Martin paused. Scrolled up, then down again, but couldn’t find any clue as to what to make of these words.
‘Why have you stopped?’ Elena asked. ‘Is there anything about your wife and son?’
‘No, unfortunately,’ Martin whispered.
Or perhaps thank God.
He cleared his throat and went on reading:
By now the rumour seems to have circulated on Easyexit that there’s a travel agency which organises the final passage for people who get what they deserve. I imagine this is why Justin Lamar contacted me. Am I right in thinking your father-in-law doesn’t seem to like you very much? He covered the costs of your trip. And offered a special commission if, rather than reeling off the normal programme, I made you suffer for your sins. Which is perfectly possible here on the Sultan, where the blue shelf provides the ideal space for it.

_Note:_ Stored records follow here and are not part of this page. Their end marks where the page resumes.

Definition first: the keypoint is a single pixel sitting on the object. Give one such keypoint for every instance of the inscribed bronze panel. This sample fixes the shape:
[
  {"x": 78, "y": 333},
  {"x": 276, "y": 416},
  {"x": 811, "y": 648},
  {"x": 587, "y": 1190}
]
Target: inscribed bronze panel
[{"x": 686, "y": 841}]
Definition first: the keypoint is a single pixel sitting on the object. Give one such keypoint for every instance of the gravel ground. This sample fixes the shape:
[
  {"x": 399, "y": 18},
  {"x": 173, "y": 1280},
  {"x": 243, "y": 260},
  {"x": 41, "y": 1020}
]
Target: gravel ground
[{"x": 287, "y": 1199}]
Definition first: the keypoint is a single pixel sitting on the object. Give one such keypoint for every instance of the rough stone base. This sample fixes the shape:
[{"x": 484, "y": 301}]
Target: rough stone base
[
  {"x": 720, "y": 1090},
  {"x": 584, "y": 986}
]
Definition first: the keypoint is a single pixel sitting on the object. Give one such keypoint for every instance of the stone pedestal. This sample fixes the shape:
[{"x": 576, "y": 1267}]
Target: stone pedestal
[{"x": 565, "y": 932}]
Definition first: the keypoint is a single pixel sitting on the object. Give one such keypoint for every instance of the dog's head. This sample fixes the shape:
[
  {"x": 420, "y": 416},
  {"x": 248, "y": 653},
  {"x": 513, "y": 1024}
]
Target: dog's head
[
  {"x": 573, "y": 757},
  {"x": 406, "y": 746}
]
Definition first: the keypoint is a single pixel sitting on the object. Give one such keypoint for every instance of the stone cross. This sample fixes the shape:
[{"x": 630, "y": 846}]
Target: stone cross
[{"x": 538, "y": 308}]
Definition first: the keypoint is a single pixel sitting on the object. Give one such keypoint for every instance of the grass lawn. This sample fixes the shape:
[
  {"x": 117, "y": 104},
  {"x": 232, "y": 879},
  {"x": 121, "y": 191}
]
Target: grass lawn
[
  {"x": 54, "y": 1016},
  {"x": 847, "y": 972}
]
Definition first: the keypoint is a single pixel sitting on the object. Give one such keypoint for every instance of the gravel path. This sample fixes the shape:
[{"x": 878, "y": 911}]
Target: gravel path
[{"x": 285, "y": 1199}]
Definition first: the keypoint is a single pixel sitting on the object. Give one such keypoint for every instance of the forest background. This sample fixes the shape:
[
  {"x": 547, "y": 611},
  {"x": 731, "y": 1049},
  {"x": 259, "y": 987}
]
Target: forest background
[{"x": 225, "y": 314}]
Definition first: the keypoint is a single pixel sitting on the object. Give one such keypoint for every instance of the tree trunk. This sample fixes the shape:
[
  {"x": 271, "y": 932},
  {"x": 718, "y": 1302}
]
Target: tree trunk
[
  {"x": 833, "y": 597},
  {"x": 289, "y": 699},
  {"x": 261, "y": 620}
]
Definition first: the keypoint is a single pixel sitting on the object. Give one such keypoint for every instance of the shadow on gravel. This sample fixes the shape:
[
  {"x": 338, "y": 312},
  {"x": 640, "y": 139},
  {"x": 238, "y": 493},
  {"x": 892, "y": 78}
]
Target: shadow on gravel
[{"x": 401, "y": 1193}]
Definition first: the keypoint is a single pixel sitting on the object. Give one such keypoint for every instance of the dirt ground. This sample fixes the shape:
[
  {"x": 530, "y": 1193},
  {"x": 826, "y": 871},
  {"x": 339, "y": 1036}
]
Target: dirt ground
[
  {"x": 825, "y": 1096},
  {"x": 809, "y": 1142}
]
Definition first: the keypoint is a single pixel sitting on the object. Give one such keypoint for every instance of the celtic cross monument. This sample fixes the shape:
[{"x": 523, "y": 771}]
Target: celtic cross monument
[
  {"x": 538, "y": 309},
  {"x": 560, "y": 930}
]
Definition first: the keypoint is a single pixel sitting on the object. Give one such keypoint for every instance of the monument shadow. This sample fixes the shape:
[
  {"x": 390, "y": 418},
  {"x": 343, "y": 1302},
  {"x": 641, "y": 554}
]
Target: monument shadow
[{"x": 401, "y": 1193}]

Let’s get a couple of things straight, Naomi.
I never put tapeworms into your food. And what you took to be bedbugs were harmless mites. I wasn’t intending to poison your body physically, but mentally. Just as my mother did to me. She didn’t hit me or insert any objects into me. But all the same she infected me with a virus that ate me from the inside out. Just as Anouk, to whom I’ve been a mother over these last few weeks, will continue to be devoured on the inside by what you did to her. And what you’re going to confess now.
He looked up from the screen. Elena stared at him agog.
‘Anouk was…’
Now the circle is closing. Now there’s a point to all this madness.
Nodding energetically, Martin skipped to the end of the document. To Naomi’s confession.